Feeling refreshed we walked over to the area marked as the dog area. This walk took us through the pine wood which I had seen a lot about. I was surprised to see we couldn’t really walk through the woods since it was fenced off, and it was also smaller than I thought it looked in other videos I had seen. You can get a sense of the woods in our day 3 video on TikTok or on Instagram.
When you pass the first bit of woods, just before the pond on your left, you’ll find a tall wooden staircase that you’ll need to climb to get into the beach. We climbed this and were greeted with a fabulous golden sand beach. The downside – humans everywhere ! Even in the dog bit. We lingered for a little while and appreciated the vastness of the beach, the prettiness of the huts and then promptly decided it was too busy to enjoy with our usually off-lead splash about dog and went back to the bus.

When we got back off the bus we walked up into the town, which was even busier than the beach. I didn’t mind there being so many people, but it made the experience a little less enjoyable. worse still, there were so many signs up in the shops stating “No dogs please” that I’d wondered if we had accidentally left Norfolk altogether. This meant that we couldn’t go in the shops together and had to take turns going in – unlike how it had been everywhere else.

After a very short while in Wells we decided that it was too busy. The huge tourist numbers had brought with them a lot of wasps making the experience more unenjoyable, and you could feel everyone getting on each others nerves as they all marched for space amongst the crowds.
Knowing we had a lovely dog friendly setting on our doorstep, we drove back down the coast, taking scenic routes down country lanes. A highlight of the day was getting stuck in traffic of the pheasant kind!
Day 5: Swimming with Seals
The last day of our staycation to North Norfolk led us to Horsey Gap. Having tried and failed to see the seals from Blakeney we headed for Horsey Gap in hopes that we might catch sight of some marine life.
Before heading out to Horsey Gap we said goodbye to Neighmouth, packed up the car and treated ourselves to a fry-up in the seafront cafe next to the arcade in Mundesley.

Unsure of what Horsey Gap would bring, we took a quick dip in the sea just in case this was our last beach experience – an assumption made due to the there having been a string of early high tides during our stay.
Arriving at Horsey Gap we were greeted by two parking attendants. They advised us to park up, pay in advance, and that the seals might be seen to the right. They also advised that dogs should be kept on leads for their own safety and for the safety of the seals too.

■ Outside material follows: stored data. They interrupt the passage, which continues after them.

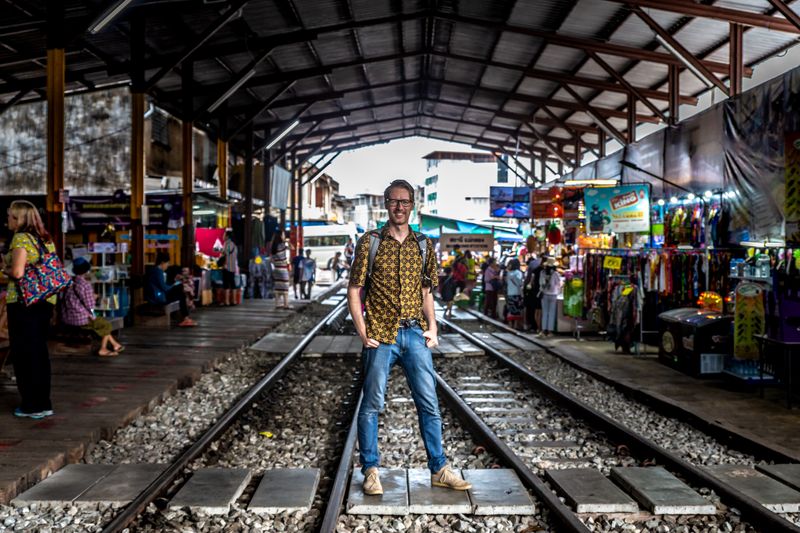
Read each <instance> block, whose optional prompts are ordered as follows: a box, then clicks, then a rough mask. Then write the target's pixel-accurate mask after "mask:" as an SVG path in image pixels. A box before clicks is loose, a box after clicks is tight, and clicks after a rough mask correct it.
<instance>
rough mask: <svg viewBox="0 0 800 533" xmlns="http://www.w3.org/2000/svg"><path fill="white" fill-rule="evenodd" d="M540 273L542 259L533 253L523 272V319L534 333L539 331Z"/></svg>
mask: <svg viewBox="0 0 800 533" xmlns="http://www.w3.org/2000/svg"><path fill="white" fill-rule="evenodd" d="M541 275H542V260H541V259H538V258H537V257H536V255H535V254H533V255H532V257H531V260H530V261H528V270H527V271H526V272H525V320H526V321H527V324H528V329H530V330H531V331H533V332H534V333H536V332H538V331H539V324H540V323H541V321H542V320H541V319H542V299H541V297H540V296H539V292H540V290H541V288H540V287H539V285H540V278H541Z"/></svg>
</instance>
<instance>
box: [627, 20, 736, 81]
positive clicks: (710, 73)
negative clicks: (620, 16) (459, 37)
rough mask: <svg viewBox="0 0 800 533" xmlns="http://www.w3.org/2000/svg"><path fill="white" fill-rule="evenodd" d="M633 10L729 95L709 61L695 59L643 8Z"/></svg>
mask: <svg viewBox="0 0 800 533" xmlns="http://www.w3.org/2000/svg"><path fill="white" fill-rule="evenodd" d="M631 10H632V11H633V12H634V13H636V16H637V17H639V18H640V19H641V20H642V22H644V23H645V24H647V25H648V26H649V27H650V29H651V30H653V32H655V34H656V35H658V36H659V37H661V38H662V39H664V41H666V42H667V43H668V44H669V45H670V46H671V47H672V48H674V49H675V51H677V52H678V53H679V54H680V55H681V56H683V57H684V59H685V60H686V61H688V62H689V63H690V64H691V65H692V67H694V68H695V69H697V71H698V72H700V74H702V75H703V77H705V78H708V81H710V82H711V83H713V84H714V85H716V86H717V88H718V89H719V90H721V91H722V92H723V93H725V94H728V88H727V87H726V86H725V84H724V83H722V80H720V79H719V78H717V76H716V75H715V74H714V73H713V72H712V69H711V68H709V65H707V63H708V62H707V61H702V60H700V59H697V57H695V55H694V54H693V53H691V52H690V51H689V50H687V49H686V47H685V46H683V45H682V44H681V43H679V42H678V40H677V39H676V38H675V37H673V36H672V34H671V33H669V32H668V31H667V30H665V29H664V28H662V27H661V26H660V25H659V24H658V22H656V21H655V20H654V19H653V17H651V16H650V15H648V14H647V13H645V12H644V10H642V8H640V7H638V6H631ZM676 59H677V58H676ZM727 67H728V68H726V69H725V72H722V74H728V73H729V72H730V66H729V65H727Z"/></svg>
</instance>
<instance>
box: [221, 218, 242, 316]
mask: <svg viewBox="0 0 800 533" xmlns="http://www.w3.org/2000/svg"><path fill="white" fill-rule="evenodd" d="M222 256H223V257H225V260H224V263H225V264H224V266H223V267H222V289H223V291H225V295H224V297H225V299H224V302H223V303H222V305H236V298H234V295H233V292H234V290H235V289H236V276H238V274H239V249H238V248H237V247H236V243H235V242H233V230H232V229H228V230H226V231H225V244H223V245H222Z"/></svg>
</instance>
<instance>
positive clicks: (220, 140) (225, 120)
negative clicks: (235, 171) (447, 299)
mask: <svg viewBox="0 0 800 533" xmlns="http://www.w3.org/2000/svg"><path fill="white" fill-rule="evenodd" d="M218 129H219V131H218V132H217V188H218V190H219V197H220V198H221V199H223V200H227V199H228V141H226V140H225V139H226V138H227V137H226V135H227V133H228V132H227V130H228V113H225V112H223V113H220V114H219V128H218Z"/></svg>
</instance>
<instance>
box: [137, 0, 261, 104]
mask: <svg viewBox="0 0 800 533" xmlns="http://www.w3.org/2000/svg"><path fill="white" fill-rule="evenodd" d="M249 1H250V0H237V1H236V2H235V3H234V4H233V5H232V6H231V7H229V8H228V9H227V10H226V11H225V12H224V13H223V14H222V15H220V16H219V18H217V20H215V21H214V22H213V23H211V25H209V27H208V28H206V29H205V30H204V31H203V33H201V34H200V35H199V36H198V37H197V40H195V41H194V42H193V43H191V44H190V45H188V46H187V47H186V48H184V49H183V50H181V51H180V52H178V53H177V54H175V56H174V57H172V58H170V59H169V63H168V64H166V65H164V66H163V67H162V68H161V69H159V71H158V72H156V73H155V74H153V77H151V78H150V79H149V80H147V82H146V83H145V87H144V90H145V91H149V90H150V89H152V88H153V87H155V85H156V83H158V82H159V80H160V79H161V78H163V77H164V76H166V75H167V74H168V73H169V72H170V71H171V70H172V69H174V68H177V67H178V66H179V65H180V64H181V63H183V62H184V61H186V60H187V59H189V58H190V57H191V56H192V54H194V53H195V52H196V51H197V50H198V49H200V47H201V46H203V45H204V44H205V43H206V42H207V41H208V40H209V39H210V38H211V37H213V36H214V34H215V33H217V32H218V31H219V30H220V29H221V28H222V27H223V26H225V25H226V24H227V23H228V22H230V21H231V20H232V19H233V18H235V17H236V14H237V13H238V12H239V10H240V9H242V8H243V7H244V6H245V5H246V4H247V2H249ZM215 57H218V56H215Z"/></svg>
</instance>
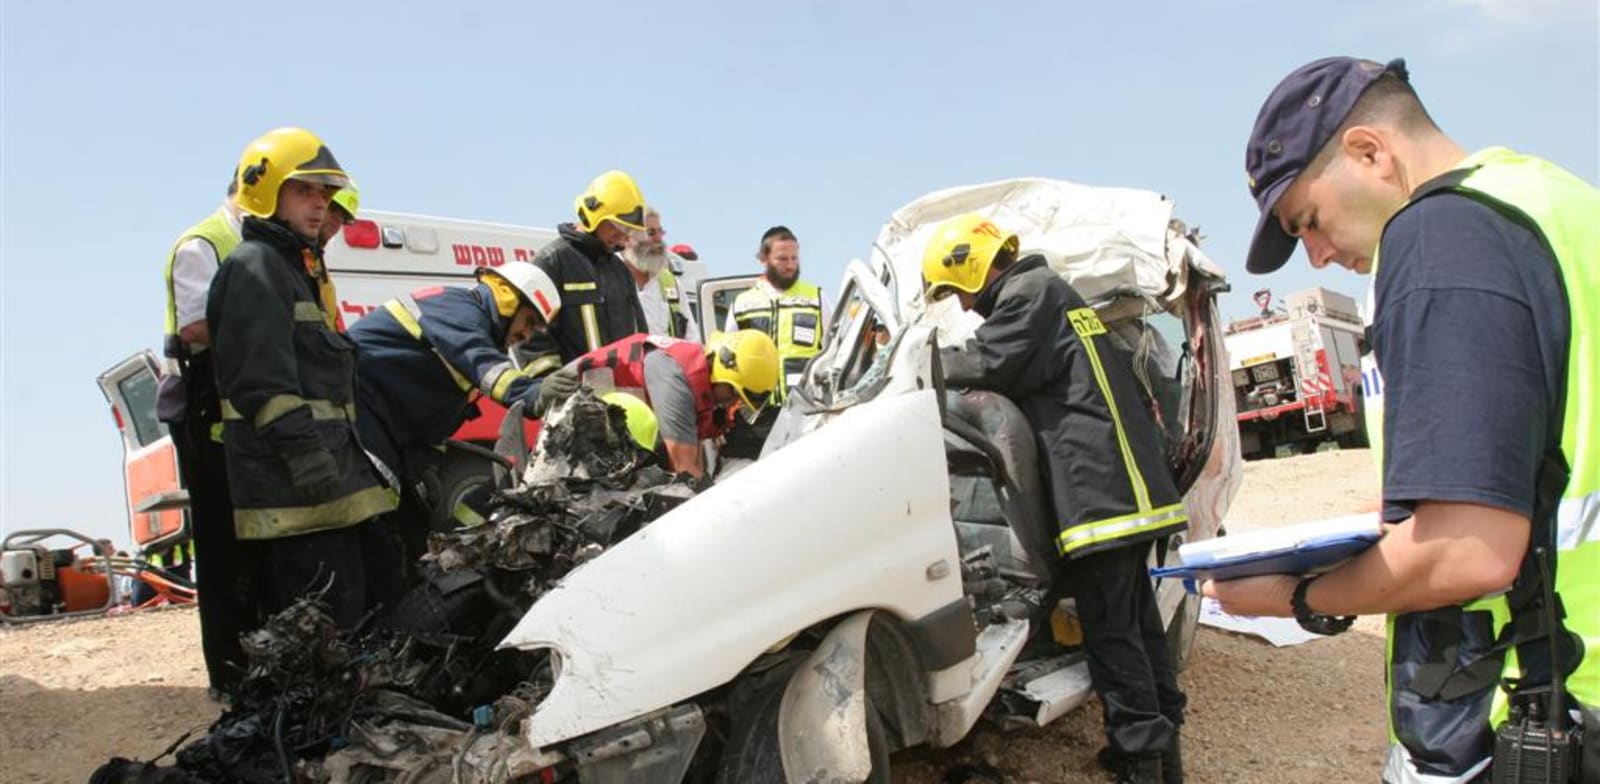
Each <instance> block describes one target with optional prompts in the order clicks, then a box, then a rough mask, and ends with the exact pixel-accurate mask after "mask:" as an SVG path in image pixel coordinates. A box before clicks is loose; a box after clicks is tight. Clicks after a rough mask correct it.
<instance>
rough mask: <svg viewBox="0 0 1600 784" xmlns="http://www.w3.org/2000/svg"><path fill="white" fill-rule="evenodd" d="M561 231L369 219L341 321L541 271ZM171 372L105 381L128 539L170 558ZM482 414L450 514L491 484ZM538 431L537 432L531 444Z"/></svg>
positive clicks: (339, 306) (466, 452)
mask: <svg viewBox="0 0 1600 784" xmlns="http://www.w3.org/2000/svg"><path fill="white" fill-rule="evenodd" d="M555 237H557V232H555V230H554V229H534V227H526V226H510V224H494V222H480V221H461V219H453V218H434V216H421V214H406V213H382V211H368V210H363V211H362V216H360V219H357V221H354V222H350V224H347V226H346V227H344V230H342V232H341V234H339V235H336V237H334V238H333V240H331V242H330V243H328V248H326V264H328V272H330V274H331V275H333V282H334V286H336V288H338V291H339V317H341V320H342V322H344V325H346V326H350V325H354V323H355V322H358V320H360V318H362V317H363V315H366V314H370V312H373V309H378V307H382V304H384V302H387V301H389V299H394V298H397V296H400V294H408V293H411V291H414V290H419V288H429V286H442V285H443V286H470V285H474V275H475V274H477V270H478V269H483V267H490V269H493V267H499V266H501V264H506V262H507V261H533V256H534V253H538V251H539V248H542V246H544V245H546V243H549V242H552V240H555ZM669 264H670V267H672V270H674V274H675V275H677V278H678V286H680V290H682V291H683V296H685V298H688V304H690V306H691V307H693V306H694V301H696V294H698V288H699V282H701V280H704V278H706V267H704V264H702V262H699V261H686V259H682V258H678V256H675V254H672V256H669ZM163 371H165V363H163V362H162V358H160V357H158V355H157V354H155V352H152V350H144V352H139V354H134V355H133V357H128V358H125V360H122V362H118V363H117V365H114V366H112V368H109V370H106V371H104V373H101V374H99V378H98V384H99V387H101V392H102V394H104V395H106V402H107V403H110V410H112V419H114V421H115V424H117V430H118V434H120V435H122V446H123V486H125V488H126V509H128V534H130V539H131V541H133V544H134V546H136V547H138V549H139V550H142V552H163V550H166V549H170V547H171V546H174V544H178V542H182V541H184V539H187V538H189V531H190V525H189V512H187V501H189V494H187V493H186V491H184V490H182V477H181V475H179V470H178V454H176V450H174V448H173V440H171V437H170V435H168V432H166V426H165V424H163V422H160V421H158V419H157V416H155V392H157V387H158V384H160V378H162V373H163ZM478 411H480V414H478V416H477V418H474V419H469V421H467V422H466V424H464V426H462V427H461V430H458V432H456V434H454V438H453V440H451V442H450V445H448V450H446V459H445V466H443V467H442V470H440V493H442V498H440V502H438V504H435V506H437V507H440V509H453V507H454V502H456V501H458V499H459V498H461V496H462V494H466V493H469V491H470V490H472V488H474V486H477V485H480V483H483V482H488V478H490V462H488V459H490V458H488V454H491V451H490V448H491V446H493V443H494V438H496V437H498V434H499V424H501V421H502V419H504V416H506V410H504V408H502V406H501V405H498V403H494V402H493V400H488V398H480V400H478ZM536 429H538V422H528V435H530V443H533V442H531V438H533V437H534V435H536Z"/></svg>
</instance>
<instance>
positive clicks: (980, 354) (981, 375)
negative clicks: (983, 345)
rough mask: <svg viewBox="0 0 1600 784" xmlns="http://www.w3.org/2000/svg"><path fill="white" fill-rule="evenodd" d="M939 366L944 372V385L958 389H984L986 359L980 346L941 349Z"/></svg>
mask: <svg viewBox="0 0 1600 784" xmlns="http://www.w3.org/2000/svg"><path fill="white" fill-rule="evenodd" d="M939 366H941V368H942V370H944V384H946V386H949V387H958V389H971V387H978V389H982V381H984V358H982V354H979V352H978V346H974V344H968V346H966V347H944V349H939Z"/></svg>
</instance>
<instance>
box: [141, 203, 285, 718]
mask: <svg viewBox="0 0 1600 784" xmlns="http://www.w3.org/2000/svg"><path fill="white" fill-rule="evenodd" d="M237 189H238V181H237V178H234V179H229V186H227V197H226V198H224V202H222V206H219V208H218V210H216V211H214V213H211V214H210V216H206V218H205V219H203V221H200V222H197V224H195V226H190V227H189V229H186V230H184V232H182V234H181V235H179V237H178V242H174V243H173V250H171V253H168V256H166V338H165V352H166V357H168V358H170V360H171V362H170V366H171V370H173V373H168V374H166V376H165V378H163V379H162V390H160V405H158V411H160V414H162V421H165V422H166V424H168V432H170V434H171V437H173V446H174V450H176V451H178V474H179V477H181V478H182V485H184V490H187V491H189V512H187V514H189V528H190V534H192V536H194V539H189V541H179V542H176V544H173V546H171V547H170V549H166V550H165V552H150V554H149V555H147V558H149V562H150V563H152V565H155V566H157V568H163V570H168V571H174V573H178V574H179V576H184V578H187V576H190V565H192V560H194V552H195V542H197V541H198V542H203V544H202V546H200V547H198V549H200V550H203V552H205V554H206V563H205V566H203V568H200V570H198V573H197V574H194V576H195V579H197V589H198V594H200V595H202V597H203V598H202V600H200V650H202V653H203V656H205V666H206V677H208V680H210V693H211V696H213V698H218V699H221V698H224V696H227V694H232V693H234V690H235V686H237V685H238V678H240V675H243V672H245V667H246V666H248V661H246V659H245V651H243V648H242V646H240V645H238V635H240V634H243V632H246V630H250V629H254V627H256V626H258V622H259V621H261V618H259V613H258V608H256V602H254V597H256V594H258V586H256V584H254V581H253V579H251V578H253V570H251V565H253V563H256V560H258V557H254V555H253V554H251V552H250V544H248V542H242V541H238V539H237V538H235V536H234V506H232V501H230V499H229V493H227V467H226V459H224V453H222V442H221V435H222V434H221V427H222V426H221V422H222V411H221V406H219V402H218V395H216V376H214V373H213V368H211V350H210V349H211V333H210V330H206V322H205V302H206V294H210V291H211V278H213V277H214V275H216V269H218V264H221V259H226V258H227V254H229V253H232V250H234V248H235V246H237V245H238V222H240V210H238V205H237V203H235V195H237ZM142 586H144V584H142V582H141V584H139V587H141V589H142ZM136 598H138V600H141V602H142V600H144V598H149V595H147V594H139V595H138V597H136Z"/></svg>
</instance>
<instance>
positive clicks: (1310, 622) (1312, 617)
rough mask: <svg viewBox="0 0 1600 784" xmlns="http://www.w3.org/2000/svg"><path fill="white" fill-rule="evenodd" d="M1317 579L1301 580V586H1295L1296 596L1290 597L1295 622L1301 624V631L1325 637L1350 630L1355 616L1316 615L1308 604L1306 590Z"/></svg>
mask: <svg viewBox="0 0 1600 784" xmlns="http://www.w3.org/2000/svg"><path fill="white" fill-rule="evenodd" d="M1315 579H1317V578H1315V576H1310V578H1301V581H1299V584H1296V586H1294V595H1291V597H1290V608H1291V610H1294V621H1296V622H1299V624H1301V629H1304V630H1307V632H1310V634H1320V635H1325V637H1328V635H1334V634H1339V632H1344V630H1347V629H1350V624H1354V622H1355V616H1325V614H1322V613H1314V611H1312V610H1310V605H1307V603H1306V589H1309V587H1310V584H1312V581H1315Z"/></svg>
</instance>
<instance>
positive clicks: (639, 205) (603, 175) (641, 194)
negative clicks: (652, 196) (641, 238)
mask: <svg viewBox="0 0 1600 784" xmlns="http://www.w3.org/2000/svg"><path fill="white" fill-rule="evenodd" d="M576 206H578V226H581V227H582V229H584V230H586V232H594V230H595V229H598V227H600V222H602V221H616V222H618V224H621V226H626V227H629V229H637V230H640V232H642V230H645V195H643V194H640V192H638V184H637V182H634V178H630V176H627V173H622V171H618V170H611V171H606V173H605V174H600V176H598V178H595V179H594V182H589V187H586V189H584V192H582V194H579V195H578V202H576Z"/></svg>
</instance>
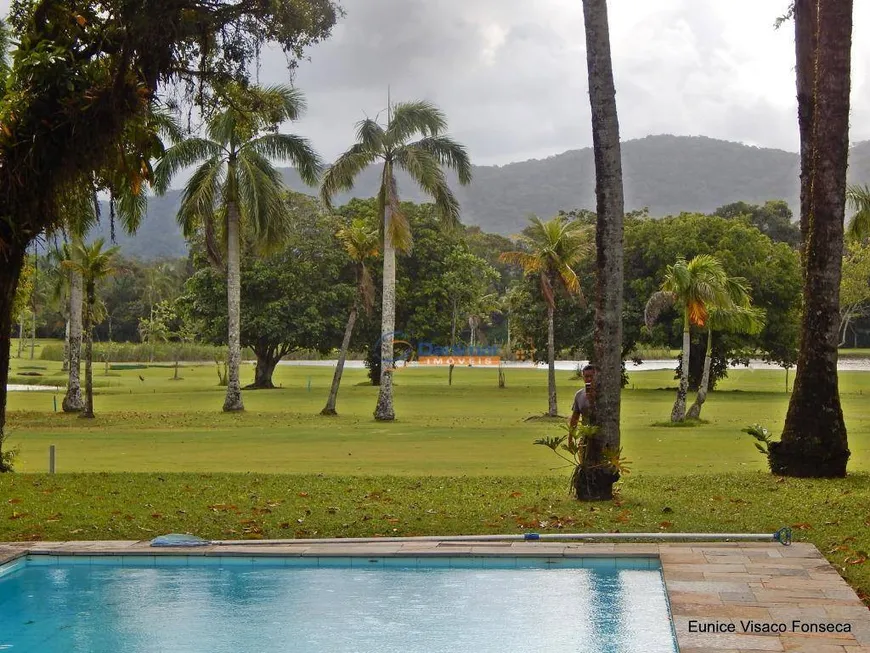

Excited to hear that there were seals I opted for a solid 4 hours of parking then marched to the beach. We were astounded to see in-front of us that the sea was full of seals. Not just to the right but in all directions.

Safe to say that 4 hours was a good amount of time. We spent around 3.5 hours paddling and watching the seals glide back and forth. At one point, between a single set of groynes there were no less than 12 seals swimming in the shallows! Watch our interactions with the seals on TikTok
What surprised us most about this wonderful sandy seal filled beach was how quiet it was, particularly in comparison to Wells-Next-the-Sea. Although there were quite a few people it was a very different vibe. Less sunbathers, more nature watchers. One brave lady didn’t hesitate to get in and swam up close with the seals as the rest of us watched on in awe.

Horsey Gap was the perfect end to our trip, and after many hours of paddling it was finally time to wave goodbye to Norfolk.
I hope you take all the inspiration you need from our trip to Norfolk. It’s so rare that you get to visit somewhere where the dog can go everywhere you go, that’s why North Norfolk was such a treat!